The new era of social business
Long-term: Provide sustainable programs for ongoing social maturity
Demonstrate leadership with executive peers by showing them the potential of social business strategy to transform the enterprise with examples from competitors and other industries. At the same time, empower the IT social business council to determine what longer-term strategies and tactics take priority for IT:
- Facilitate existing social efforts across the organization. Seek out social technology initiatives across the organization. When islands of social technologies are uncovered, use those as discussion points to bring consensus toward the need for a comprehensive strategy. In one FMCG (fast moving consumer goods) manufacturer, IT discovered production staff using Twitter to help coordinate staff and supplies in emergency situations. IT helped them move to Yammer as a more secure microblogging channel and continued to support the initiative as a demonstrated solution to a business challenge.
- Empower a team to implement social business strategy. CIOs will need new roles to turn social business strategies into reality-including technical resources to develop a sound architectural roadmap for social technologies and more business-savvy folks to connect the dots between business strategy and social technology innovation. That could be as modest as building a small team within your enterprise architecture organization focused on social business architecture-or as bullish as creating a digital business team completely separate from IT. For example, the CIO of one multinational food services business has established a digital business team separate from IT, in part to avoid the team getting mired in IT bureaucracy. The CIO now has overall responsibility for the company's digital business strategy, bridging IT and marketing.
- Turn IT into a social technology role model. Whatever the scale of IT, there is potential for increasing IT's effectiveness through the adoption of social technologies. Empower IT staff to experiment with social technologies across all aspects of delivering IT services. Not only will experimentation yield potentially significant gains for IT productivity, it will also increase the IT staff's ability to support social initiatives across the enterprise. For example, a large pharmaceutical manufacturer's IT team is using microblogging as an internal self-help channel for IT support across the organization. Such efforts allow IT to share the burden of technology support with technology experts across the organization, while also learning how to support and sustain an internal social platform.
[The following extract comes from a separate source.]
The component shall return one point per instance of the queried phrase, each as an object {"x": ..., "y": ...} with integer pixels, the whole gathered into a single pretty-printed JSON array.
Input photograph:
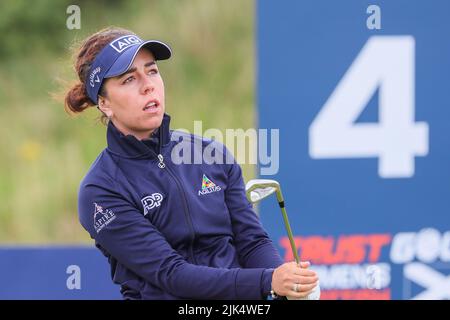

- Help your organization build a layered defense against social media risks. You are much more likely to share personal information or click a link if the request came from someone who is in your social network. There is a real danger of cybercriminals using social technologies to reach unsuspecting employees in your organization and get into your corporate network. Take the lead in establishing policies, processes and technologies to help protect the interests of the organization. Use technologies to manage and monitor your social traffic, but most importantly, consider your people to be the first line of defense. For example, Intel has focused on developing a security-conscious workforce by focusing on educating its users, developing and communicating a social policy, and providing additional social media training to users.
- Experiment with video. Video is one of the most exciting and challenging social technologies. Exciting because it opens up new opportunities to involve employees in solving business and customer challenges. Challenging because of its network bandwidth requirements. IT can begin to experiment with using video, get ahead of the learning curve and prepare for needed bandwidth expansion in the future. While IT can begin to use video to help with new technology training, teaming up with another department will have an even greater impact. For example, Rob Sharpe at Stanley Black & Decker uses video to create a learning library for sales. Employees contribute videos to the library explaining how to use various tools. That has helped drive real reductions in the time and cost to ramp new salespeople and helped drive higher sales.
- Challenge vendors with outcome-based contracts. Social technology and ERP vendors are just starting to learn how to deliver effective social integration in support of social business strategy. No matter which vendors you eventually select to partner in the implementation of your social business strategy, it's smart to get them aligned using outcome-based contracts to turn IT suppliers into business partners. Although outcome-based contracts are not unique to social vendors, the general lack of experience in this field increases the risk associated with social technology initiatives-outcome-based contracts help mitigate that increased risk.
By getting IT ahead of social technologies, CIOs will be in a stronger position to collaborate with the CMO and other executives in developing a social business strategy that sets the organization up to compete effectively in the new era of social business.